Nathan Isgur

Denied a draft deferment to continue his education at Berkeley he went to Toronto in order to pursue his graduate studies and to avoid serving in a war he disagreed with on moral and political grounds.

This situation continued to inhibit his ability to travel to the United States until President Jimmy Carter issued a blanket amnesty for all draft resisters.

After completion of his doctorate, Isgur was granted a Natural Sciences and Engineering Research Council Fellowship, which allowed him to stay at Toronto as a post-doctoral candidate.

During his 14 years at the University of Toronto, he mentored 13 Ph.D.s: Simon Capstick, Kevin Dooley, Paul Geiger, Stephen Godfrey, Gregory Grondin, Richard Kokoski, Roman Koniuk, David Kotchan, Kim Maltman, Colin Morningstar, Catherine Reader, Eric Swanson, and John Weinstein.
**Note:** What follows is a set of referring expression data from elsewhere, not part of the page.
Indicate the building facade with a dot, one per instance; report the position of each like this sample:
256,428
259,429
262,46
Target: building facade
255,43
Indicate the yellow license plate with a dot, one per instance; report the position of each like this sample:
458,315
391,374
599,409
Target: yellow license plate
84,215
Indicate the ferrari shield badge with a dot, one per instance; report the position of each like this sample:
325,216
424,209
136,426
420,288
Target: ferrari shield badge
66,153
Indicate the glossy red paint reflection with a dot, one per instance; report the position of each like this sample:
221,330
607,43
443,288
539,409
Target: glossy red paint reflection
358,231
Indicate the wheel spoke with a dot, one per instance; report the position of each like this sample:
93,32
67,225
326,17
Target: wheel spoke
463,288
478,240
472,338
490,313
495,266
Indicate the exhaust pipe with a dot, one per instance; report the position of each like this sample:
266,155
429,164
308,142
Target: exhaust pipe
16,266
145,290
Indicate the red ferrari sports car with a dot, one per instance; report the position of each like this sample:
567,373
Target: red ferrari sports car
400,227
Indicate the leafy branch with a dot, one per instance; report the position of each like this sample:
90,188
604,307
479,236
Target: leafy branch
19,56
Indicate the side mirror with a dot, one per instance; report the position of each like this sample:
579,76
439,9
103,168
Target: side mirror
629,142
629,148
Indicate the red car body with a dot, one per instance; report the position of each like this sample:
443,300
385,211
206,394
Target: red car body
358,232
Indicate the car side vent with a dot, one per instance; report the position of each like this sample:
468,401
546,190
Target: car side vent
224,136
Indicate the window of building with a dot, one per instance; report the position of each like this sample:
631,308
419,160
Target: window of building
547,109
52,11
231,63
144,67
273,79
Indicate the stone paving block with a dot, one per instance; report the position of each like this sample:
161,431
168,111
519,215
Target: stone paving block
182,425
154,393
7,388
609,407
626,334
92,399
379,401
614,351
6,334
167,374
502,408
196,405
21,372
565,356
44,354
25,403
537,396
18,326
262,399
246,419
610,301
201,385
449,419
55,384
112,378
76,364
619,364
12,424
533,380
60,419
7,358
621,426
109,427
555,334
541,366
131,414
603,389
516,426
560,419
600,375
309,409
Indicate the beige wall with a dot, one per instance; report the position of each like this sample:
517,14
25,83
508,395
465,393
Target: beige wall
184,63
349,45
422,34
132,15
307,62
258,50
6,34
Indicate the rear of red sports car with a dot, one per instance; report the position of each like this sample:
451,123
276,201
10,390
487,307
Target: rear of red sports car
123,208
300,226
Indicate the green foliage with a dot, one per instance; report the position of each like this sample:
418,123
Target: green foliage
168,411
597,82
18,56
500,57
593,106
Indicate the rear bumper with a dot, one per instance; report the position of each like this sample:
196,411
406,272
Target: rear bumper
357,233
Isgur was one of the leaders of the CHEER project, this envisaged an electron ring to be built at Fermilab by a Canadian group to study electron-proton collisions.

He returned to the USA to the newly built accelerator at Newport News (CEBAF), which eventually became Jefferson Lab, to build an entirely new Theory Group and influence the experimental research of the Laboratory.

He was also involved later on in several Natural Sciences and Engineering Research Council grant selection committees, becoming the chair of the Subatomic Physics GSC in the early 1990s.